SolarWinds is benefiting from its Subscription First strategy, which has driven strong subscription and ARR growth, increased adoption of its Observability solutions, high customer retention, and a broad, diversified customer base, all contributing to sustained revenue growth and profitability.
This provider of information-technology management software is expected to post quarterly earnings of $0.27 per share in its upcoming report, which represents a year-over-year change of +12.5%. Revenues are expected to be $202.82 million, up 2.4% from the year-ago quarter.
Earnings and revenue growth expectations certainly give a good sense of the potential strength in a stock, but empirical research shows that trends in earnings estimate revisions are strongly correlated with near-term stock price movements.
For SolarWinds, the consensus EPS estimate for the quarter has remained unchanged over the last 30 days. And a stock's price usually doesn't keep moving higher in the absence of any trend in earnings estimate revisions. So, make sure to keep an eye on SWI going forward to see if this recent jump can turn into more strength down the road.
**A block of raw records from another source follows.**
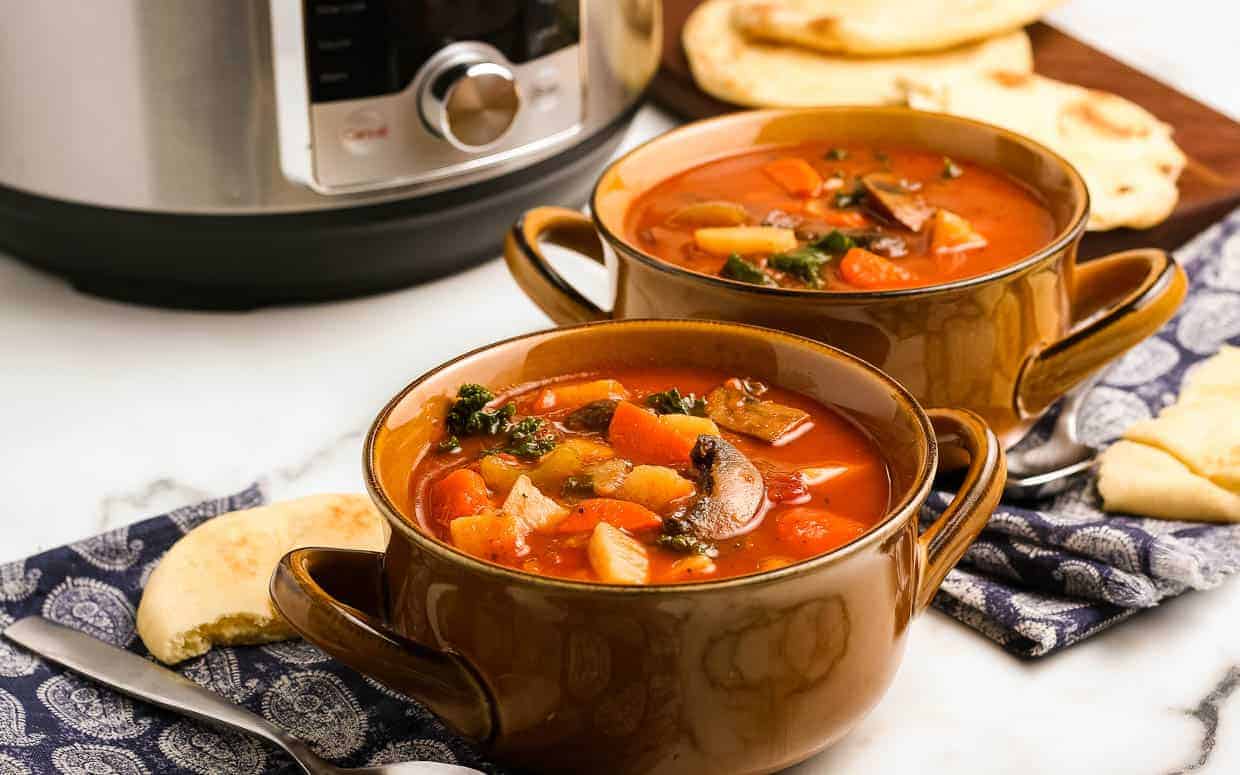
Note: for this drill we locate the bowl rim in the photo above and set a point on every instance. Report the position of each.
(895, 517)
(1065, 237)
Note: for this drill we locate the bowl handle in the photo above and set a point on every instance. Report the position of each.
(355, 634)
(941, 546)
(1155, 285)
(530, 268)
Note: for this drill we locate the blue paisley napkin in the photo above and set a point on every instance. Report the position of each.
(52, 721)
(1045, 575)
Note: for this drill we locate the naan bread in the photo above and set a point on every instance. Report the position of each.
(882, 26)
(211, 588)
(1125, 154)
(1186, 463)
(1218, 376)
(735, 70)
(1143, 480)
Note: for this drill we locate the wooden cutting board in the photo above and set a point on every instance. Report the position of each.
(1209, 187)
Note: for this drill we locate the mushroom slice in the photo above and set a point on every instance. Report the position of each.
(735, 408)
(730, 491)
(893, 199)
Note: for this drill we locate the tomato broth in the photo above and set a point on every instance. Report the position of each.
(840, 217)
(823, 482)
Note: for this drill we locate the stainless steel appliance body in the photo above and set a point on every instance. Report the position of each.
(239, 151)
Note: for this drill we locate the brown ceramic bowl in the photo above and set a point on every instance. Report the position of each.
(1005, 345)
(742, 675)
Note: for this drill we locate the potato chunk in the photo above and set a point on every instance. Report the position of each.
(487, 536)
(500, 473)
(744, 239)
(717, 212)
(654, 486)
(618, 557)
(952, 233)
(532, 510)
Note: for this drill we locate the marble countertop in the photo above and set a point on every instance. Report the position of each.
(112, 412)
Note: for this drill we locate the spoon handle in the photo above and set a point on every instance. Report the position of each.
(132, 675)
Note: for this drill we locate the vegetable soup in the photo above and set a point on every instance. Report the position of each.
(825, 217)
(642, 476)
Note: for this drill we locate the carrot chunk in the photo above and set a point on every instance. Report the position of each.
(795, 176)
(489, 536)
(577, 394)
(460, 494)
(618, 513)
(815, 530)
(869, 270)
(640, 437)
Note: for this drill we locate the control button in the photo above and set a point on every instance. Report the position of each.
(365, 132)
(470, 103)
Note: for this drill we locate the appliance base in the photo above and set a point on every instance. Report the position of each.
(244, 262)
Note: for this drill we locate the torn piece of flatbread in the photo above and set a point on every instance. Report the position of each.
(1203, 434)
(211, 588)
(882, 26)
(1125, 154)
(729, 66)
(1143, 480)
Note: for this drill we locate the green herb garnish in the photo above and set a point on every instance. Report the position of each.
(672, 402)
(468, 418)
(687, 543)
(802, 263)
(530, 438)
(837, 243)
(850, 199)
(578, 485)
(747, 272)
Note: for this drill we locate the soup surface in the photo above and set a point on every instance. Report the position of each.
(825, 217)
(642, 476)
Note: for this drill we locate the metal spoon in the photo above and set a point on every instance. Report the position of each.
(132, 675)
(1054, 465)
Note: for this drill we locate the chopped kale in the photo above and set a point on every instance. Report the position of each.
(594, 416)
(530, 438)
(747, 272)
(850, 199)
(687, 543)
(837, 243)
(578, 485)
(672, 402)
(468, 418)
(802, 263)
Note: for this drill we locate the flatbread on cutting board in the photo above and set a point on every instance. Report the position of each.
(1125, 154)
(882, 27)
(1186, 463)
(733, 68)
(211, 588)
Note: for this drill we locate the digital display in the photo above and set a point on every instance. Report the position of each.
(370, 47)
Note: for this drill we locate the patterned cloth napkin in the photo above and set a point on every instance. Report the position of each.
(52, 721)
(1045, 575)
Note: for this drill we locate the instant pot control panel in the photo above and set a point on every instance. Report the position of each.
(383, 93)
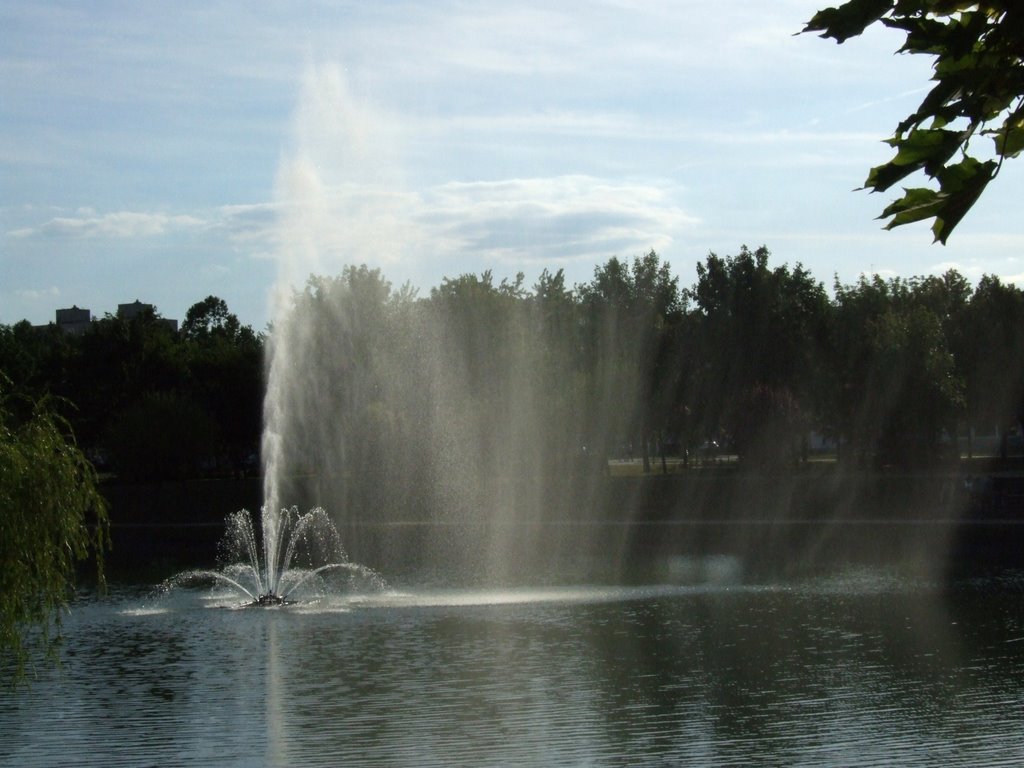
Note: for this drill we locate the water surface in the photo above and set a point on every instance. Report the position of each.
(858, 669)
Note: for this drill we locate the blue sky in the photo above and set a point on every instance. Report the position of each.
(170, 151)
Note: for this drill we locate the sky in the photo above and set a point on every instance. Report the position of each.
(170, 151)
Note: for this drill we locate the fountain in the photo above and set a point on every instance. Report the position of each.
(296, 557)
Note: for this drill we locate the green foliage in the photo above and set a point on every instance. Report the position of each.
(762, 339)
(162, 436)
(51, 517)
(978, 91)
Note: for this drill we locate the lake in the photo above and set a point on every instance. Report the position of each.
(859, 667)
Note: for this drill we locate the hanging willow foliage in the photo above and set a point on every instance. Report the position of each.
(51, 518)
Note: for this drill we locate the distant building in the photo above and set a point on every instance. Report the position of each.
(74, 321)
(127, 311)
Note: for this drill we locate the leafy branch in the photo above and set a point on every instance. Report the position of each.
(979, 90)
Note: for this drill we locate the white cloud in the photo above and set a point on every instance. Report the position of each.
(116, 224)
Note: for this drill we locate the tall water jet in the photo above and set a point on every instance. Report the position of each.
(441, 413)
(331, 201)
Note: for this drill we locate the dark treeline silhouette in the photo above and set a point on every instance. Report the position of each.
(144, 400)
(499, 381)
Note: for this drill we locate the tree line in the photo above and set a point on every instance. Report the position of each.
(142, 399)
(503, 379)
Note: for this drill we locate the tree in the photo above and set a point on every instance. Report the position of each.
(763, 332)
(630, 309)
(51, 517)
(225, 367)
(978, 91)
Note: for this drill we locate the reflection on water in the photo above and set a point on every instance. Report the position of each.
(858, 670)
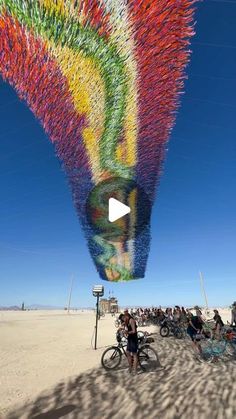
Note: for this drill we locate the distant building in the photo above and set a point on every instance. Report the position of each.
(109, 305)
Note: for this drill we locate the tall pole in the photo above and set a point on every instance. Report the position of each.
(96, 327)
(70, 293)
(203, 289)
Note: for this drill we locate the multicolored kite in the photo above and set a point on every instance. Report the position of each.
(104, 78)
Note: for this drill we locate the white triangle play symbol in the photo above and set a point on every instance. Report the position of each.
(117, 210)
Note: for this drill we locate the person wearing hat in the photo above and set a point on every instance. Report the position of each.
(233, 314)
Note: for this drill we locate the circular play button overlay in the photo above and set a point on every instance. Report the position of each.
(118, 209)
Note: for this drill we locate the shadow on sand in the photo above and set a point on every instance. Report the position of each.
(185, 389)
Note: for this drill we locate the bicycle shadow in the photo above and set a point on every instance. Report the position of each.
(185, 389)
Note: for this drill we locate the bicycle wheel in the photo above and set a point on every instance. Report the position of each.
(164, 331)
(178, 333)
(148, 358)
(231, 349)
(111, 358)
(207, 353)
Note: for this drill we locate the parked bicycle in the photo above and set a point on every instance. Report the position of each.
(214, 348)
(147, 356)
(170, 327)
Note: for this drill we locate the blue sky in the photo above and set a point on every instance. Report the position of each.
(193, 222)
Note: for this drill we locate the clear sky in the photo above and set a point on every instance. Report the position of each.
(194, 218)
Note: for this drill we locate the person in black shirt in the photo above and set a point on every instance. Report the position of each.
(218, 323)
(132, 344)
(195, 325)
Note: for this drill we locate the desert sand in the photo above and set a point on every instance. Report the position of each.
(48, 369)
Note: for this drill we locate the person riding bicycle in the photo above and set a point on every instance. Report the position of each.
(132, 344)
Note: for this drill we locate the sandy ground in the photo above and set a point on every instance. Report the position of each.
(48, 369)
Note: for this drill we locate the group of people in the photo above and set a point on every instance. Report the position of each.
(194, 323)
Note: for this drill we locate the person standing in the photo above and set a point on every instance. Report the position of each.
(233, 314)
(132, 344)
The stock currently carries a Zacks Rank #2 (Buy). You can see the complete list of today's Zacks Rank #1 (Strong Buy) stocks here >>>>
SolarWinds is part of the Zacks Internet - Software industry. Radware (RDWR - Free Report) , another stock in the same industry, closed the last trading session 0.4% higher at $23.04. RDWR has returned 5.4% in the past month.
Radware's consensus EPS estimate for the upcoming report has remained unchanged over the past month at $0.24. Compared to the company's year-ago EPS, this represents a change of +84.6%. Radware currently boasts a Zacks Rank of #3 (Hold).